II

I learned other things of Nathan regarding his family that morning and in the day and week ensuing.

The Forges had a cow, a grievance against the selectmen, a hard time to get along and a mortgage. Nathan’s mother was five years older than his father. The latter had once aspired to be a minister. A premature marriage, however, had sent him to the humbler calling of tapping and heeling shoes. Along with farming in a small way to help out with domestic expenses, Johnathan Forge now proposed to cobble shoes at his new residence in East Foxboro.

On his father’s side the boy’s ancestry was English,—that bigoted, Quilpish English which contends that a man’s wife and children are his personal chattels and foot-scrapers. A neurasthenic Yankee wife resented the absurdity but was too weak-charactered to do much more than scream about it. It puzzled me in those days to hear him orate to my father about “every man’s house being his castle.” I could never discern evidences of a “castle” about the flat-roofed, drab-colored, hillside home for which Johnathan had paid the Browns five hundred dollars. Nevertheless, he ran his castle as he pleased, and all the neighbors could do was shrug their individual and collective shoulders and mind their own business.

Johnathan was a short man with watery blue eyes. And his mouth never for a moment failed to register that the world “had it in” for him. His antidote for this mundane conspiracy was Religion. Religion completely strangled his sense of humor—if he ever possessed a sense of humor—and kept it strangled.
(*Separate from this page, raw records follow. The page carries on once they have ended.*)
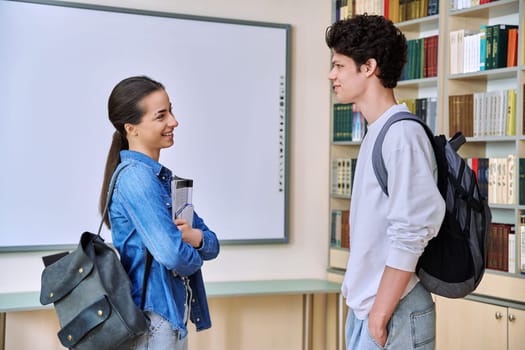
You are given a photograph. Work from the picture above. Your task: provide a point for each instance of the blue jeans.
(160, 336)
(412, 326)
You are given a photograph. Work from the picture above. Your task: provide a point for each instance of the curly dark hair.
(370, 36)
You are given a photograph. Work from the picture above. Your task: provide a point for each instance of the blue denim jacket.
(140, 216)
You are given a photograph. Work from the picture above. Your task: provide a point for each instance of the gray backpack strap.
(377, 155)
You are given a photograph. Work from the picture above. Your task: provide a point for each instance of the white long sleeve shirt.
(391, 230)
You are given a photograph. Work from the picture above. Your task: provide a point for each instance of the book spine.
(522, 244)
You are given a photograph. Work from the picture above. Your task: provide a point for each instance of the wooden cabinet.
(479, 324)
(485, 322)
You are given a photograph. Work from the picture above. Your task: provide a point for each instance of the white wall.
(306, 254)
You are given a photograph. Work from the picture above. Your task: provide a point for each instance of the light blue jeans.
(160, 336)
(412, 326)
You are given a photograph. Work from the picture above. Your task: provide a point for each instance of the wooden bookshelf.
(505, 289)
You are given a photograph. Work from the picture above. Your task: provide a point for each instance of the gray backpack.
(453, 263)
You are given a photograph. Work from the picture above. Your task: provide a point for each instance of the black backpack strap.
(378, 162)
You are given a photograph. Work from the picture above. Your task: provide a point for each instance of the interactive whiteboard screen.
(228, 81)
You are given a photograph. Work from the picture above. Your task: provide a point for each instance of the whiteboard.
(228, 81)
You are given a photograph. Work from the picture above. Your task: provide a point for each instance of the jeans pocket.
(423, 328)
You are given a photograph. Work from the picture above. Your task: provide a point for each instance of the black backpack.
(453, 263)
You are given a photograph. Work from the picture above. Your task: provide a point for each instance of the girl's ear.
(131, 130)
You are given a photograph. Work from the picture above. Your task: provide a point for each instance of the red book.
(512, 48)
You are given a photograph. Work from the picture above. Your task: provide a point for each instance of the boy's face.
(347, 79)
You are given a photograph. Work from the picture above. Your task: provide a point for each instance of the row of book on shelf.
(422, 58)
(496, 178)
(347, 125)
(501, 245)
(351, 126)
(483, 114)
(490, 47)
(343, 170)
(395, 10)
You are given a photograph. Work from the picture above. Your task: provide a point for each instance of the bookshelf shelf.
(492, 74)
(493, 9)
(447, 85)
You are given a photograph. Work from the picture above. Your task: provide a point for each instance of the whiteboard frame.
(286, 116)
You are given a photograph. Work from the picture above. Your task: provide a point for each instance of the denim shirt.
(140, 217)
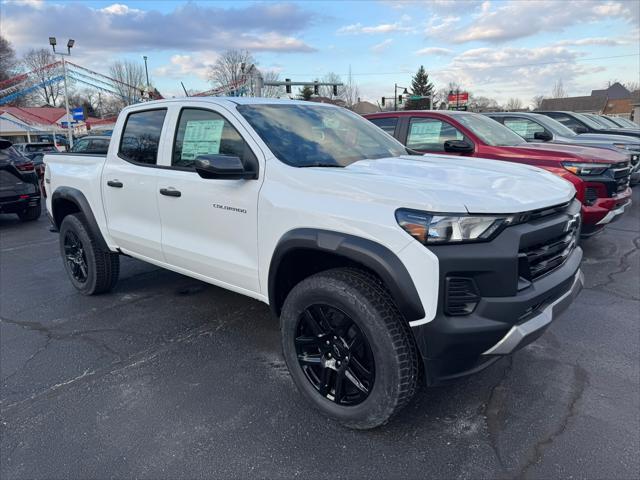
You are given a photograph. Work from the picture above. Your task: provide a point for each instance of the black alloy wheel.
(334, 355)
(75, 256)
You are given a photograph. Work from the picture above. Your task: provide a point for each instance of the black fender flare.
(368, 253)
(77, 197)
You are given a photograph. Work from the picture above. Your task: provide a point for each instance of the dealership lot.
(167, 376)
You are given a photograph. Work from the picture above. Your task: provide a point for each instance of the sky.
(498, 49)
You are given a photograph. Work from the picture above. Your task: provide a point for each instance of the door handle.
(170, 192)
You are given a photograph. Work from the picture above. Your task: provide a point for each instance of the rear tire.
(354, 300)
(91, 269)
(30, 214)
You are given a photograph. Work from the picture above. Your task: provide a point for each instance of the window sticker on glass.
(518, 126)
(425, 132)
(201, 137)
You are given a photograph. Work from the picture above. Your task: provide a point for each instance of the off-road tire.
(103, 266)
(363, 297)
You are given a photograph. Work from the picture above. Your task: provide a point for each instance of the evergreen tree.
(305, 93)
(420, 85)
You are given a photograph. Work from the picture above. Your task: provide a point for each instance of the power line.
(480, 67)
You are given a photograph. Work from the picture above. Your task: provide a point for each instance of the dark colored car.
(600, 176)
(582, 124)
(624, 122)
(93, 144)
(536, 128)
(19, 185)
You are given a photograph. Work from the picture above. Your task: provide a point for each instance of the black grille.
(590, 195)
(462, 296)
(540, 259)
(621, 174)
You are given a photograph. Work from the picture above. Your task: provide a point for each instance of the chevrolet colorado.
(384, 268)
(601, 177)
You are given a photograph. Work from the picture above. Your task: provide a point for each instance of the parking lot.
(169, 377)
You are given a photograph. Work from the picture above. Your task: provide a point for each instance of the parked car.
(537, 128)
(374, 260)
(601, 177)
(19, 190)
(93, 144)
(623, 122)
(582, 124)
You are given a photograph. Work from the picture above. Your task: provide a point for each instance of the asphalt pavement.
(168, 377)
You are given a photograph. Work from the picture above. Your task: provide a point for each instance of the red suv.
(600, 176)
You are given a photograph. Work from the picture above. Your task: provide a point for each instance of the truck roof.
(236, 100)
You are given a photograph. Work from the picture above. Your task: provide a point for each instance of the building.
(585, 104)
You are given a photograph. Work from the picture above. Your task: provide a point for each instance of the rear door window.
(430, 134)
(141, 137)
(388, 124)
(524, 127)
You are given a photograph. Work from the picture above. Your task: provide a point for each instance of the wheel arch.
(303, 252)
(68, 200)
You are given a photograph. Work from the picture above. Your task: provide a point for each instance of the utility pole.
(70, 43)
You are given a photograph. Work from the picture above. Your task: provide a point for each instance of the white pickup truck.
(384, 267)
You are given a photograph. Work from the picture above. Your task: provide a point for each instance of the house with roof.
(27, 124)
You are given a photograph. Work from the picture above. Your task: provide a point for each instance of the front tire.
(91, 269)
(349, 350)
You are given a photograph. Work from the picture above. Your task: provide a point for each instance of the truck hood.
(565, 153)
(442, 183)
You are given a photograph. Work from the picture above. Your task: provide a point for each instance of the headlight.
(586, 168)
(628, 146)
(433, 228)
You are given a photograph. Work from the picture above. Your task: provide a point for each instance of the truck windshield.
(490, 132)
(319, 136)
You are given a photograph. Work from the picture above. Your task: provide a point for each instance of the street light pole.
(70, 43)
(146, 71)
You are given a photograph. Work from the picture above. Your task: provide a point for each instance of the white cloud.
(434, 51)
(382, 46)
(190, 27)
(518, 19)
(358, 28)
(119, 9)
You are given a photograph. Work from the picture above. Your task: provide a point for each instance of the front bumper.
(511, 310)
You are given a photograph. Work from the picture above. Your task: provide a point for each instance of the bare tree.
(271, 91)
(537, 101)
(327, 90)
(482, 104)
(39, 61)
(558, 90)
(8, 62)
(513, 104)
(129, 81)
(350, 91)
(231, 68)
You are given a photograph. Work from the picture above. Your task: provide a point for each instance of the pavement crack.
(580, 383)
(494, 407)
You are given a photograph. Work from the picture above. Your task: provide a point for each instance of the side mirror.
(458, 146)
(544, 136)
(225, 167)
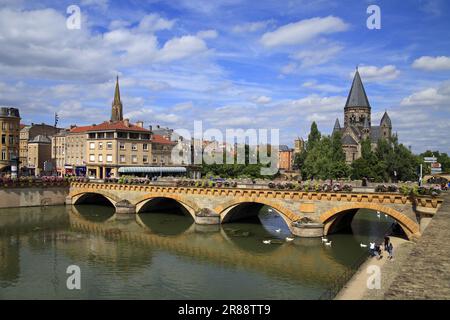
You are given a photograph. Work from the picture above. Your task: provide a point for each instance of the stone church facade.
(358, 122)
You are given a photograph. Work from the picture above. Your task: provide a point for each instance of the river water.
(167, 256)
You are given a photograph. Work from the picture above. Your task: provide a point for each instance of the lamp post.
(14, 167)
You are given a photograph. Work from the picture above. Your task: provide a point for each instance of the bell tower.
(357, 107)
(116, 110)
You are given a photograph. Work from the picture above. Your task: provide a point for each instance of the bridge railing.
(339, 283)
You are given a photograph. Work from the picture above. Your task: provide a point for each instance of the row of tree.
(323, 158)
As his children approached maturity, he went to and fro in the earth and moved up and down in it with a stuffed club in his clothes always loaded to the point of explosion, fearing that some one was treading on his authority. He took his religion seriously, Johnathan did, and it gave him a sickening amount of trouble.

Nathan’s mother also took life and religion seriously. There was no other way to take it, with Johnathan for a husband. As Johnathan aged, he became stout. As Anna Forge aged, she became thin. But as I first recall her in those East Foxboro days, she was a fairly well-rounded woman with terribly work-reddened hands. She too had weak eyes,—greenish, pin-pointed eyes. Her neurasthenia and hard work ultimately “wore the flesh all off her”, and soon she had contracted the nervous affliction of a twitching face. She did her work in the hardest manner possible and was always tired. She had a sallow, jaundiced complexion and it flavored her days and nights.

Nat’s little sister Edith was hardly more than a baby. Yet even at four years she had her father’s petulant mouth and her mother’s whine.

Nathan bore no resemblance to either parent. He was just a freckle-faced, snub-nosed, wonder-eyed, good-natured, little country boy. Quickly I found myself attached to him and he became my chum.

With all due respect to ninety-nine per cent. of that specific sect who are emphatically all that the Forges were not, the latter were Methodists. They were more. The village had it they were “shouting Methodists.”

I knew well enough what a regular Methodist was. My own father and mother were Methodists. But a “shoutin’ Methodist” was a novelty and a mystery. I flew wildly from the Forge shop one Saturday morning when, after watching Johnathan at work on a pair of child’s shoes for a time, I summoned the nerve to ask:

“Say, Mr. Forge, tell me sumpin’, will you? I’m a brother Methodist and all like that, you know, but not a ‘shoutin’ Methodist’, like all the village calls you, and, well, I’d like to know what a ‘shoutin’ Methodist’ is. Would you mind shoutin’ for me a coupla times so’s I can see how you do it—and why?”

Johnathan not only shouted for me but he threw something at me for good measure. I believe it was the nearest old shoe. Both of which had nothing to do with religion. I stopped running only when I had crossed the lower village. I hid the balance of that forenoon under Artemus Wright’s blacksmith shop, lamenting that probably I would never be allowed to play with my chum again.

It was in 1897 that the Forges bought the Brown place. Rumors of war filled the land. If war came, my father was going. My mother cried a lot about it.